L'association "Les Samedis Musicaux" de Prades organise un samedi par mois un concert à Prades, dans les Pyrénées-Orientales (France). Consultez régulièrement ce site Internet ou abonnez-vous à notre bulletin électronique d'informations pour découvrir la programmation de nos prochains concerts.

Soirées thématiques des Ciné-Rencontres - "Faites de la Musique !.." - Vendredi 14 juin 2013 à partir de 18 h 30 au Lido

Publié le 2 Juin 2013 par Samedis Musicaux in Concerts archivés

Logo Samedis Musicaux Le vendredi 14 juin  au Lido à Prades
 
Dans le cadre des Soirées Thématiques des Ciné-Rencontres :
 
"Faites de la Musique !.."
 
Soirée organisée en partenariat avec les Samedis Musicaux de Prades
El Sistema sera présenté par Marie-Christine Charlet
 
Au programme :
 
Séance 1 à 18 h 30 :
"Kinshasa Kids" - Réalisation : Marc-Henri Wanjberg
 
Séance 2 à 21 h
"El Sistema" - Réalisation : Paul Smaczny & Maria Stodmeier
 
Tarif spécial de 4.50 € la séance
 
Repas sur réservation à 20 h - Tarif : 7 € - Réservation avant le 10 juin au 04 68 05 20 47 (les réservations effectuées sur notre répondeur seront également prises en compte)
 
 
Affiche Soirées thématiques des Ciné-Rencontres - Faites de la Musique
 
 
El Sistema
Les enfants d'El Sistema
 
El Sistema est un programme d'éducation musicale développé au Venezuela et financé notamment par des fonds publics. Originellement appelé Action sociale pour la musique, son nom officiel est : Fundación del Estado para el Sistema Nacional de las Orquestas Juveniles e Infantiles de Venezuela (Fesnojiv), qui peut être traduit par : Fondation d’État pour un système national d'orchestres pour la jeunesse du Venezuela.

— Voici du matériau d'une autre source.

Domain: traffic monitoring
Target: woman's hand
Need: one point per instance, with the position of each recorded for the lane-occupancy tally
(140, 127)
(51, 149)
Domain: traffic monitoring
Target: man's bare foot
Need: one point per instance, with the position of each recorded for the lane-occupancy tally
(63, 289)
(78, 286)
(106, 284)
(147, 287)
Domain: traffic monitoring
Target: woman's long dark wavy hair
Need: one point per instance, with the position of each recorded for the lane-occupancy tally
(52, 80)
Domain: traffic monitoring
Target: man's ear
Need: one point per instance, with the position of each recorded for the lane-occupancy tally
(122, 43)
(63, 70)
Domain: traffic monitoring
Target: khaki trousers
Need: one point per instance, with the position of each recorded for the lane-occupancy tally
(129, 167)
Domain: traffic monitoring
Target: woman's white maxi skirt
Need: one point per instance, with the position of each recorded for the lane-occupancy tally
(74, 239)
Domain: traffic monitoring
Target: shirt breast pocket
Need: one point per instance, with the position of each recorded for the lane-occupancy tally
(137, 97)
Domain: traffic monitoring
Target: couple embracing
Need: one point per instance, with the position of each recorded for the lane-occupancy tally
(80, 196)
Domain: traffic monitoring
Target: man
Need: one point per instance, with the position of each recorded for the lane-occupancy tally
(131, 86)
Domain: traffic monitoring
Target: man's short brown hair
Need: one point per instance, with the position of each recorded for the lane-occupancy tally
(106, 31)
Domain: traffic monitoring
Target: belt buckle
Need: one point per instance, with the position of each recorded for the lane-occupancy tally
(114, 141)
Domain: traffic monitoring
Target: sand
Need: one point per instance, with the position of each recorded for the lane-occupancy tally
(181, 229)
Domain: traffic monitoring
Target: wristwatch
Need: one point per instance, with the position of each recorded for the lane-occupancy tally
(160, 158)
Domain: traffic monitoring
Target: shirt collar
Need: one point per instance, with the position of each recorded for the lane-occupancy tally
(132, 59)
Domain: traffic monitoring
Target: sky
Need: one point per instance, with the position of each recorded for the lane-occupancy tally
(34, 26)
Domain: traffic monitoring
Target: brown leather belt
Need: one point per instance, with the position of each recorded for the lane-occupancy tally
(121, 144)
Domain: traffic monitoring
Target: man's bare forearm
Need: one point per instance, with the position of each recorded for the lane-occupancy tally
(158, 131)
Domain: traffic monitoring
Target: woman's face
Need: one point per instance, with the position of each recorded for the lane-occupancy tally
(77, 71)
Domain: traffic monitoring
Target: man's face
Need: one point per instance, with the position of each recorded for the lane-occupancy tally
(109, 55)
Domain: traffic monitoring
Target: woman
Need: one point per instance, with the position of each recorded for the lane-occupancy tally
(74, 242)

El Sistema est une fondation publique qui supervise les 125 orchestres pour la jeunesse du Venezuela et les programmes de formation instrumentale qui les accompagnent. EIle regroupe aussi 30 orchestres symphoniques. Mais sa plus grande réalisation est manifestée par les quelque 300 000 enfants qui fréquentent ses écoles de musique à travers le pays, et dont 90 pour cent sont issus de milieux socio-économiques défavorisés.
En 1975, au Venezuela, l’économiste et musicien José Antonio Abreu a fondé l’« Action sociale pour la musique » et en est devenu le directeur. Il a dirigé ce programme pendant les 35 dernières années sous dix gouvernements différents dirigés par les présidents des années 1980, puis sous les gouvernements de « gauche » d’Hugo Chávez et de son successeur. Alliant finesse politique et foi religieuse, Abreu s’est consacré à un rêve utopique dans lequel un orchestre représente la société idéale, et l’idée que plus un enfant se nourrit tôt dans ce milieu, mieux cela vaut pour tous.

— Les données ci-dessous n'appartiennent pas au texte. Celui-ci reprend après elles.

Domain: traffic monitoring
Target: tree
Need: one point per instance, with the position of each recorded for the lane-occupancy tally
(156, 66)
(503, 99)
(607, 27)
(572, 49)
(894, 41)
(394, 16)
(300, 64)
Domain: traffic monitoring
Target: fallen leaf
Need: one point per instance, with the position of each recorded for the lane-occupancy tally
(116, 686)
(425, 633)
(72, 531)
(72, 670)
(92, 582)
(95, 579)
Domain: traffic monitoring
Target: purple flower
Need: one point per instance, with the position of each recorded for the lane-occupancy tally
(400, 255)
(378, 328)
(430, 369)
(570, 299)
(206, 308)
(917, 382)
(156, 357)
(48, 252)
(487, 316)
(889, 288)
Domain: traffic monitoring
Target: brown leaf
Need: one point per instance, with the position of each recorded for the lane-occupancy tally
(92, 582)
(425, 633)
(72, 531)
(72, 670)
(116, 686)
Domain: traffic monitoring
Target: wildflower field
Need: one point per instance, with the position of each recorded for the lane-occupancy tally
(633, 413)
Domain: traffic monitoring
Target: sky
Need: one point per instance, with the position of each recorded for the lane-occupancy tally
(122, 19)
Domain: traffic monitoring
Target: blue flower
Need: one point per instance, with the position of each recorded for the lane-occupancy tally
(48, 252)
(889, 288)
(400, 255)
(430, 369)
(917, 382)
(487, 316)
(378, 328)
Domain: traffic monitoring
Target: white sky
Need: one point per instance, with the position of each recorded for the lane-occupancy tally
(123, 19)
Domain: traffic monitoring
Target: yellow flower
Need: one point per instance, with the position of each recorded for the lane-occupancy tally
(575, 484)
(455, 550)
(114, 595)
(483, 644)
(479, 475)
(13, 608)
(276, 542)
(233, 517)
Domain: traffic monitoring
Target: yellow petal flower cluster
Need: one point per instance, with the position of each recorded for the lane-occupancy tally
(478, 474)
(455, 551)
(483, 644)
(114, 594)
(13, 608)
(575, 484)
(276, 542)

Le gouvernement du Venezuela a commencé à financer entièrement l'orchestre d'Abreu après son brillant succès dans à une compétition internationale en 1977 à Aberdeen. Dès le début, El Sistema a été sous la tutelle du ministère des Services sociaux, et non du ministère de la Culture, ce qui a contribué de façon stratégique à sa survie. Le gouvernement de Chavez a été le mécène le plus généreux d'El Sistema à ce jour, en finançant son budget annuel de fonctionnement et en permettant les investissements nécessaires. En septembre 2007, le président vénézuélien a annoncé à la télévision un nouveau programme gouvernemental, Misión Música, conçu pour fournir des instruments de musique aux enfants du Venezuela. 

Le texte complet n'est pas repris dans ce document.